I presume that if I don’t care about altering appearance or some other nuance, I can continually keep the same instance of Endeavour OS, simply updating it regularly with
sudo pacman -Syu
I’ve been doing this for a while now and my system runs perfectly well. I see no reason to install or “upgrade” to another version. Unless I am failing to appreciate some subtle nuance, I presume that I can continue to maintain my system this way indefinitely, correct?
Welcome to the world of rolling release. One other thing to do is run yay -Syu to keep aur packages up to date (yay will also check the other installed repositories and take the place of running pacman as well).
The nuance is to check for any .pacnew config files and run pacdiff to view and select what changes (if any) you want to keep. You can check them out either using the tool in the Welcome app or with a program like Meld or Vim.
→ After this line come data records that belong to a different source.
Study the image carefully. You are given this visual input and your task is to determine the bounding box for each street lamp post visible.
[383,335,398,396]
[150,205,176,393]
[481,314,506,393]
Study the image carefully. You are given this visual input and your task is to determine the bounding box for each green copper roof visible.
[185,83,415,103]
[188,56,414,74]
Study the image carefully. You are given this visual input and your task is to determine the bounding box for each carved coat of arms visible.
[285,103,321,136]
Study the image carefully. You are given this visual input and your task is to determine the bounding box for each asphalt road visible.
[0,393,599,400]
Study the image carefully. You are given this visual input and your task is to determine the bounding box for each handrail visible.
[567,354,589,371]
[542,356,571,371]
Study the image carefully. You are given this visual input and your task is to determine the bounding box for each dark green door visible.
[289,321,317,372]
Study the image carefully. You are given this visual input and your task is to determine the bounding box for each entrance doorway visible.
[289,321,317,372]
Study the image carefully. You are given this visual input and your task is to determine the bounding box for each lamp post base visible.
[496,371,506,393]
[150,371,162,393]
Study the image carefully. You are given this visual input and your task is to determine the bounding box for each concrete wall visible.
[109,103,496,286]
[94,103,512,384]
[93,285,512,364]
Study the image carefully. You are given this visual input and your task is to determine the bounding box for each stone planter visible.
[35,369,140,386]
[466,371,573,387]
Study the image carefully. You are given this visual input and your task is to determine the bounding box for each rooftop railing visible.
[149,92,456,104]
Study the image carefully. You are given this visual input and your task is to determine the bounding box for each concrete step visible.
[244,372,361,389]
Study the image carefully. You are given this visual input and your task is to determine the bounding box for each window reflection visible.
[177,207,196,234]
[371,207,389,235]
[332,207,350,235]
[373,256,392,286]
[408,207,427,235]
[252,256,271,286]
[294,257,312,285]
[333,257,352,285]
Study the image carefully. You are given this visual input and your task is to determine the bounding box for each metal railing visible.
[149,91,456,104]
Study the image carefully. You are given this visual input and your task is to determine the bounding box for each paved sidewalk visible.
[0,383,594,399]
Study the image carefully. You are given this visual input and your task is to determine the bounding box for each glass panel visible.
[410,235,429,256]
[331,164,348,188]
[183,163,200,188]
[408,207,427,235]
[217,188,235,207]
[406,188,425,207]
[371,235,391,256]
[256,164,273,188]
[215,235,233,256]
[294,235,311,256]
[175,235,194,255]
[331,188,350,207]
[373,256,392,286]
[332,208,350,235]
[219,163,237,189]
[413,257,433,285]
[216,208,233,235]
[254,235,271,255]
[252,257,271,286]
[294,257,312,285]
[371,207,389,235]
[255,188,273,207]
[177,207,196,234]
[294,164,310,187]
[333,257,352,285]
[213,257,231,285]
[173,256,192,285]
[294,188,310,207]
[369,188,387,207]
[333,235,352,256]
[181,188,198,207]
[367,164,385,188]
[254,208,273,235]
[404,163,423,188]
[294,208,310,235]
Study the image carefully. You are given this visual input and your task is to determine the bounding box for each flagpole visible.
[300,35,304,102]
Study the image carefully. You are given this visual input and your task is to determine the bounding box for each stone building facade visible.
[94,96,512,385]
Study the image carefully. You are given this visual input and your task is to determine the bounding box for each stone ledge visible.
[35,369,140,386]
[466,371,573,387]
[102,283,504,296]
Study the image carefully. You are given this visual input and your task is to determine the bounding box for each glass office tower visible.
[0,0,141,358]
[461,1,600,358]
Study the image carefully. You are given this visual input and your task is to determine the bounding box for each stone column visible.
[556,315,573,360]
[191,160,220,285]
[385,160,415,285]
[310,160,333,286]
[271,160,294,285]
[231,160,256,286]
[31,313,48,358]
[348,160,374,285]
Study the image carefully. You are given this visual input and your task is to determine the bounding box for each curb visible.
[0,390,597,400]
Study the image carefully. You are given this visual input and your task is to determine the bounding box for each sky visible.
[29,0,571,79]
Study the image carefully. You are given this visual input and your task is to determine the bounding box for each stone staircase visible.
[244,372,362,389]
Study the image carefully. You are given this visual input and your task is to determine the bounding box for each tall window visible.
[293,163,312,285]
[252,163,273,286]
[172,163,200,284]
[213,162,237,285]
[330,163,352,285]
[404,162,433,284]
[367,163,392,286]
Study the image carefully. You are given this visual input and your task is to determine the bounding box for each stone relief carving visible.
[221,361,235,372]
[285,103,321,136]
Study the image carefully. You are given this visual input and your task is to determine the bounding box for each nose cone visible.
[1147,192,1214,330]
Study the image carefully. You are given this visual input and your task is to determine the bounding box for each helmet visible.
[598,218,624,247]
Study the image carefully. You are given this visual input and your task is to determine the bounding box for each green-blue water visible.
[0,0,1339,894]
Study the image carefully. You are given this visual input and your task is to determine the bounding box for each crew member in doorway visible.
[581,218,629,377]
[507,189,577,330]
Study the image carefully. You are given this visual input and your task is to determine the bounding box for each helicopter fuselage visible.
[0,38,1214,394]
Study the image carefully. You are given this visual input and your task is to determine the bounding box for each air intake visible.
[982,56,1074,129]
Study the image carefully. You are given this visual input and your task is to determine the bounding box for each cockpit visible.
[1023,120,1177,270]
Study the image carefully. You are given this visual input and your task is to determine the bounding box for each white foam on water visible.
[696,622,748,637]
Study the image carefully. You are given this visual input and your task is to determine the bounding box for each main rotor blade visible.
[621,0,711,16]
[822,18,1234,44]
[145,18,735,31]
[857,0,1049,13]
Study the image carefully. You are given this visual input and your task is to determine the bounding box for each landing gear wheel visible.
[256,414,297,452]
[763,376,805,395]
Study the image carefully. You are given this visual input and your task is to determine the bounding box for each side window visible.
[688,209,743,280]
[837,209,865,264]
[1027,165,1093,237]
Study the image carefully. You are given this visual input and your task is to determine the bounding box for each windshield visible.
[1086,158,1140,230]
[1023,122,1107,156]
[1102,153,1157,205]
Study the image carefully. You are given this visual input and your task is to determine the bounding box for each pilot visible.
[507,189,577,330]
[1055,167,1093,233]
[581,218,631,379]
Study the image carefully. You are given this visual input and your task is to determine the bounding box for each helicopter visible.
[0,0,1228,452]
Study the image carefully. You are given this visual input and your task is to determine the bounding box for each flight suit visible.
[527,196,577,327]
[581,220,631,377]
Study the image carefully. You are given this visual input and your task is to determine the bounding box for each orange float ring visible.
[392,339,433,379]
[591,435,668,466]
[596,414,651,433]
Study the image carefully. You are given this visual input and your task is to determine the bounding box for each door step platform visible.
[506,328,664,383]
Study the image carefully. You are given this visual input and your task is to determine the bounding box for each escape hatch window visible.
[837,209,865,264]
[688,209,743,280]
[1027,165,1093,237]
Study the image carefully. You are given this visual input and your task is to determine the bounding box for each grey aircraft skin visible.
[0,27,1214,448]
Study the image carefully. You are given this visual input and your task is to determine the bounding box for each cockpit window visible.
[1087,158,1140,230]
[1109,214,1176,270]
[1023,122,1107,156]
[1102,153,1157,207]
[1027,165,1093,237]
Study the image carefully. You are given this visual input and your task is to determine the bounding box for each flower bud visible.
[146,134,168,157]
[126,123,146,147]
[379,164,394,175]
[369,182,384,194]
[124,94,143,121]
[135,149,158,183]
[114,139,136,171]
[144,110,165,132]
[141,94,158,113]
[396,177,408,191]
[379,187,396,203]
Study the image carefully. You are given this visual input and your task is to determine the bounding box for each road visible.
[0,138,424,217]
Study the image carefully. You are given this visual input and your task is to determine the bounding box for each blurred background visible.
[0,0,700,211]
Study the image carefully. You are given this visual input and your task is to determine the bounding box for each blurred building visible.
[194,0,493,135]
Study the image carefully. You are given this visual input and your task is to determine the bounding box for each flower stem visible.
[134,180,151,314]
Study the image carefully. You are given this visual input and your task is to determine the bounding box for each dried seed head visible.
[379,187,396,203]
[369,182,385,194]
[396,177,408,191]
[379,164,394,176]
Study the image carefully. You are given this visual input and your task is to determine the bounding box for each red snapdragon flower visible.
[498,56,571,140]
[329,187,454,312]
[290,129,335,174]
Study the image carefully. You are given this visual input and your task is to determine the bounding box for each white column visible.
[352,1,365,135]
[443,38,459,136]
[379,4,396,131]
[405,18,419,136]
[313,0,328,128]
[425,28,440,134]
For example, there was an update to Pipewire not too long ago that left users without working audio unless you included the changes in the .pacnew.
If you want to make sure you have little trouble, I would also suggest checking the Arch news prior to updates making sure no manual intervention is needed. Keep at least two kernels, one of which is the lts kernel, and read up on system maintenance, and I know a number of people with 5+ year installs that are still going strong.
There are benefits to splitting off the tasks - depending on your time management as much as anything else. I far more often want a pacman update than I want an AUR update - often because I know which things in the update list are ‘wanted’. I run with a scrolling list of pending updates, so I always know what’s coming…
The AUR updates, OTOH, are rarely needed/wanted as soon - and I may or may not have time to build them in the ‘time space’ I have allocated (internally) to updating. Running pacman often takes under a minute (if no kernel!) - but an AUR run is several minutes at best.
Choice is still a wonderful thing! Certainly doing it all at once is also a worthy goal - and one command, perhaps once weekly, is certainly simpler than my way (and even less typing!).